CDC OSH National Networks
The Center for Disease Control’s Office on Smoking and Health (OSH) and Division of Cancer Prevention and Control (DCPC) are partnering to support a consortium of national networks to advance commercial tobacco use prevention and cancer prevention. The effort focuses on populations experiencing tobacco-related and cancer health disparities. This program is intended to enhance the quality and performance of specific public health programs, public health data and information systems, public health practice and services, public health partnerships, and public health resources that focus on tobacco-related and cancer health disparities in specific populations. The five-year project began September 30, 2013 with an investment of $5 million dollars for the first year.
This five-year project expands the current national network model to increase capacity and infrastructure to address health disparities identified by CDC’s National Tobacco Control Program (NTCP) and National Comprehensive Cancer Control Program (NCCCP). It is predicated on the successes of previous cooperative agreements funding national networks to impact tobacco-related disparities and national organizations to address cancer health disparities. The partnership provides leadership on and promotion of evidence based approaches for prevention of commercial tobacco use and cancer. This includes facilitating and providing education, training, and technical assistance that complement other CDC-funded chronic disease program activities.
The awardee organizations and their areas of focus are:
• National African American Tobacco Prevention Network: Addressing commercial tobacco and cancer disparities that impact the African American population
• Inter-Tribal Council of Michigan: Addressing commercial tobacco and cancer disparities that impact the American Indian and Alaska Native population
• APPEAL (Asian Pacific Partners for Empowerment, Advocacy, & Leadership): Addressing commercial tobacco and cancer disparities that impact the Asian American Native Hawaiian Pacific Islander populations.

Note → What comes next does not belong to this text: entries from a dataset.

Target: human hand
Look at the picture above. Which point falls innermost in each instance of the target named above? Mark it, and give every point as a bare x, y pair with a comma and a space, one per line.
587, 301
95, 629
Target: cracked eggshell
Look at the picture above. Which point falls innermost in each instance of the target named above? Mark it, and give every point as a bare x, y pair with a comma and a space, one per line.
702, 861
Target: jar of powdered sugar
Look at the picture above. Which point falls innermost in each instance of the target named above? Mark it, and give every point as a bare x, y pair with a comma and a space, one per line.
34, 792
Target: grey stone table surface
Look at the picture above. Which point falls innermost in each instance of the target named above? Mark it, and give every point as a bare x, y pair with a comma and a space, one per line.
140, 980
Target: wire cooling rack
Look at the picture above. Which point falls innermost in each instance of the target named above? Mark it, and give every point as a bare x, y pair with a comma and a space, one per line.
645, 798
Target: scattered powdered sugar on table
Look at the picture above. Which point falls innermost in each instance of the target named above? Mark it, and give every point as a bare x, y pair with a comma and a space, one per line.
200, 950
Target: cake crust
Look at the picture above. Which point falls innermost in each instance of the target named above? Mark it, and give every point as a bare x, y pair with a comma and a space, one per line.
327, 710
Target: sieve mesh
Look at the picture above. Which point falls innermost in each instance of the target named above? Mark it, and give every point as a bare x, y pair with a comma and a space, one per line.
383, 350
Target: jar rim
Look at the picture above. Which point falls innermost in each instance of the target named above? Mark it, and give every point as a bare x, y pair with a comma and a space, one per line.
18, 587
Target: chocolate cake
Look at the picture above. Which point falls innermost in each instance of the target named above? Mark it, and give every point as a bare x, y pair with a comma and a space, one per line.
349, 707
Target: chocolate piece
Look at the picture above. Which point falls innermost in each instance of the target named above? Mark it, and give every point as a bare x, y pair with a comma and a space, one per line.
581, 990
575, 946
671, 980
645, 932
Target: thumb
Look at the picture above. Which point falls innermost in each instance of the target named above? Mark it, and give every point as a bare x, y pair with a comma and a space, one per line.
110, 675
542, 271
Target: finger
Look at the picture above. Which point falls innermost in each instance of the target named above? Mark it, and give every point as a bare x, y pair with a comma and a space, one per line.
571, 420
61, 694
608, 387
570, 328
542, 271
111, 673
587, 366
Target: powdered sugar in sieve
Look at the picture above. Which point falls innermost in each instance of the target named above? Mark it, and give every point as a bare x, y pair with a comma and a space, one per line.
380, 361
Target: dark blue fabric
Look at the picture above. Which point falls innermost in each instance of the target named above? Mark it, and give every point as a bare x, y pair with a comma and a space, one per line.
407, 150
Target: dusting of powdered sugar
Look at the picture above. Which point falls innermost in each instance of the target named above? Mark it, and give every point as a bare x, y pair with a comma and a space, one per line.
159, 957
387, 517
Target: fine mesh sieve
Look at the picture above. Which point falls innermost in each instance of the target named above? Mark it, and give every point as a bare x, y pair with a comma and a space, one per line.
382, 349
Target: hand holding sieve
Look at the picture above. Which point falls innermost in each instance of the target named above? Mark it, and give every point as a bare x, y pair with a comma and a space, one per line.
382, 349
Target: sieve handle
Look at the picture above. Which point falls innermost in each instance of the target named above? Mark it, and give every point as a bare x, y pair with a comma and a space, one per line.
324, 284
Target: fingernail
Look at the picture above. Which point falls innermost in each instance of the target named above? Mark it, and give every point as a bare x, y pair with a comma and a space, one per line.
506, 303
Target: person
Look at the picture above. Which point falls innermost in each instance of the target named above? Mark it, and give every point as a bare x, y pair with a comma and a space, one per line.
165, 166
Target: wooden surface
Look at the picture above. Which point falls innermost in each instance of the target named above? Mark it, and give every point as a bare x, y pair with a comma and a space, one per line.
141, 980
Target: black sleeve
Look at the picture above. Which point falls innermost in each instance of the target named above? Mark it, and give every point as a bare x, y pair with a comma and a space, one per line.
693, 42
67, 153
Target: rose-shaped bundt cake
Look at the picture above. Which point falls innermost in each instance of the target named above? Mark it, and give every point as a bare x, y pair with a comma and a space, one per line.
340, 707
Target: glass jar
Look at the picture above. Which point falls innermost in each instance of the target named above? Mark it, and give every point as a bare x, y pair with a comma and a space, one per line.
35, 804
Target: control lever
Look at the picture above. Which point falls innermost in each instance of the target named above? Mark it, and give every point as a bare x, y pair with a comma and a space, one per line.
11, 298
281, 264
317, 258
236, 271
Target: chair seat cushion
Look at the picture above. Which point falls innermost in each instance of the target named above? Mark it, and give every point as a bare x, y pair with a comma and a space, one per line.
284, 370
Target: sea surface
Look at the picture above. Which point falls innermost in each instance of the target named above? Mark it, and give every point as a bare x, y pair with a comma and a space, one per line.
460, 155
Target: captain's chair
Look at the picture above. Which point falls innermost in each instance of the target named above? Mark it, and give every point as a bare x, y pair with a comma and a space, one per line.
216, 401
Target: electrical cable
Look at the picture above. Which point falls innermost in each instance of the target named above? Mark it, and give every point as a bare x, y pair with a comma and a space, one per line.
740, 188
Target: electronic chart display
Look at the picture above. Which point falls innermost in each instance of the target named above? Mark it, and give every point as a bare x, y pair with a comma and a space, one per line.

• National Alliance for Hispanic Healthcare: Addressing commercial tobacco and cancer disparities that impact the Hispanic population.
• CenterLink: Addressing commercial tobacco and cancer disparities that impact the Lesbian, Gay, Bisexual, and Transgender (LGBT) populations.
• National Council of Young Men’s Christian Association of the USA-YMCA: Addressing commercial tobacco and cancer disparities that impact low socioeconomic population.
• National Council for Community Behavioral Healthcare: Addressing commercial tobacco and cancer disparities that impact individuals with mental and/or substance use disorders.
• Community Anti-Drug Coalitions of America (CADCA): Addressing commercial tobacco and cancer disparities that impact geographically defined populations.
• Keep It Sacred: To provide a forum for tribes and tribal organizations to obtain and disseminate evidence-based and culturally appropriate information in order to identify and eliminate health disparities related to commercial tobacco abuse.
Please join us in welcoming these National Networks to our National Tobacco Control Program.